From RFC 5246, the TLS Record Protocol is used for encapsulation of various higher-level protocols. One such encapsulated protocol, the TLS Handshake Protocol, allows the server and client to authenticate each other and to negotiate an encryption and cryptographic keys before the application protocol transmits or receives its first byte of data. The TLS Handshake Protocol provides connection security that has three basic properties:
- The peer’s identity can be authenticated using asymmetric cryptography ( RSA, DSA etc).
- The negotiation of a shared secret is secure.
- The negotiation is reliable.
When a TLS session is established, it could be resumption of a previous session between client and server or totally a new session. Firstly, let us see how a new session is established and then how session resumption works.
TLS new session negotiation
Post TCP 3-way handshake, TLS session establishment initiates. This can be observed in the wireshark snapshot below.
The client starts the initiation process by sending a Client Hello packet. Client Hello contains vital information like max TLS version supported by the client, cipher suits supported, compression algorithms supported and various TLS extensions supported by the client. Heartbeat is a commonly used extension and Heartbleed bug was present in this TLS extension in OpenSSL library.

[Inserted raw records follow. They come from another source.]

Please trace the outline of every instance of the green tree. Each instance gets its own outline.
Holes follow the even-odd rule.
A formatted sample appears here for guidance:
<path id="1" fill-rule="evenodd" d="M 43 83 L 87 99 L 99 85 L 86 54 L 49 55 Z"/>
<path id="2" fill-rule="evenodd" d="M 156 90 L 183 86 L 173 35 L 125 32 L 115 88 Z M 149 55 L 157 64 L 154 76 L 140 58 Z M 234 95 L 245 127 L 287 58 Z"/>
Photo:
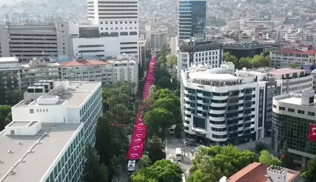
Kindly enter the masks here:
<path id="1" fill-rule="evenodd" d="M 295 169 L 294 161 L 292 155 L 288 151 L 288 148 L 286 141 L 283 144 L 283 151 L 282 153 L 282 158 L 281 160 L 281 166 L 288 169 Z"/>
<path id="2" fill-rule="evenodd" d="M 174 68 L 175 66 L 178 65 L 178 58 L 175 55 L 172 55 L 168 58 L 168 63 L 170 65 L 170 67 Z"/>
<path id="3" fill-rule="evenodd" d="M 148 167 L 152 164 L 152 162 L 150 159 L 147 155 L 144 155 L 141 157 L 141 159 L 139 161 L 138 166 L 139 167 Z"/>
<path id="4" fill-rule="evenodd" d="M 162 139 L 165 138 L 167 129 L 175 123 L 173 113 L 161 108 L 145 113 L 144 120 L 148 126 L 147 133 L 149 135 L 157 134 Z"/>
<path id="5" fill-rule="evenodd" d="M 260 153 L 260 152 L 263 150 L 267 150 L 267 145 L 265 143 L 262 142 L 256 142 L 256 152 L 257 154 Z"/>
<path id="6" fill-rule="evenodd" d="M 308 161 L 307 168 L 302 173 L 302 177 L 306 182 L 316 182 L 316 158 Z"/>
<path id="7" fill-rule="evenodd" d="M 277 158 L 273 157 L 266 150 L 261 151 L 259 162 L 268 165 L 280 165 L 280 161 Z"/>
<path id="8" fill-rule="evenodd" d="M 236 56 L 231 55 L 229 52 L 224 53 L 224 61 L 226 62 L 231 62 L 235 66 L 235 69 L 240 69 L 239 61 Z"/>
<path id="9" fill-rule="evenodd" d="M 290 68 L 297 68 L 298 65 L 295 63 L 292 63 L 289 64 L 289 67 Z"/>
<path id="10" fill-rule="evenodd" d="M 180 166 L 169 160 L 157 161 L 150 167 L 142 168 L 131 176 L 131 182 L 180 182 L 182 171 Z"/>
<path id="11" fill-rule="evenodd" d="M 147 137 L 150 136 L 147 136 Z M 145 145 L 146 151 L 148 152 L 148 157 L 152 162 L 166 159 L 164 152 L 165 146 L 162 144 L 161 139 L 156 136 L 148 138 Z"/>
<path id="12" fill-rule="evenodd" d="M 83 182 L 108 182 L 106 167 L 103 163 L 99 164 L 99 156 L 90 145 L 86 147 L 84 155 L 87 160 L 83 170 Z"/>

On receiving Client Hello, server responds by sending a Server Hello message. Server Hello message contains parameters on which the two ends are agreeing to communicate. These parameters include, TLS version, a cipher suit (chosen from the cipher suits advertised by the client), compression algorithm and TLS extensions which will be used by the two peers. In case the TLS session is being negotiated for the first time, Server Hello may return a Session ID, which can be used in future for session resumption. If Session ID is empty, it implies that server is not willing to resume session in future. In case server does not support any of the cipher suits advertised by client, then a TLS Alert message is sent by the server instead of Server Hello.
The alert sub-protocol is a component of the Handshake protocol that includes event-driven alert messages that can be sent from either party. Following an alert message the session is either ended or the recipient is given the choice of whether or not to end the session. The alerts are defined in the TLS specification in RFC 2246.
In Server Certificate message, server sends a certificate to the client. This certificate is used for authentication of the server and also contains the server’s public key. The public key is used to encrypt the pre-master secret. If the name of the server in the certificate does not match the URL used by the client to connect, then in most of the popular modern browser a warning message is generated.
Server Key Exchange message is optional. It is used to send a temporary key to the client, which will be used for pre-master secret encryption. It is used in the situation like the server certificate does not contain the server’s public key.
Client Certificate Request message is also an optional one and used when server requests the client to provide a certificate to authenticate client.
Server Hello Done message is used by the server to indicate that communication from server is finished and now it is awaiting further response from the client.
Client Response to Server
Client Certificate message is optional and only sent if server has requested for a client certificate. Client certificate contains client’s public key.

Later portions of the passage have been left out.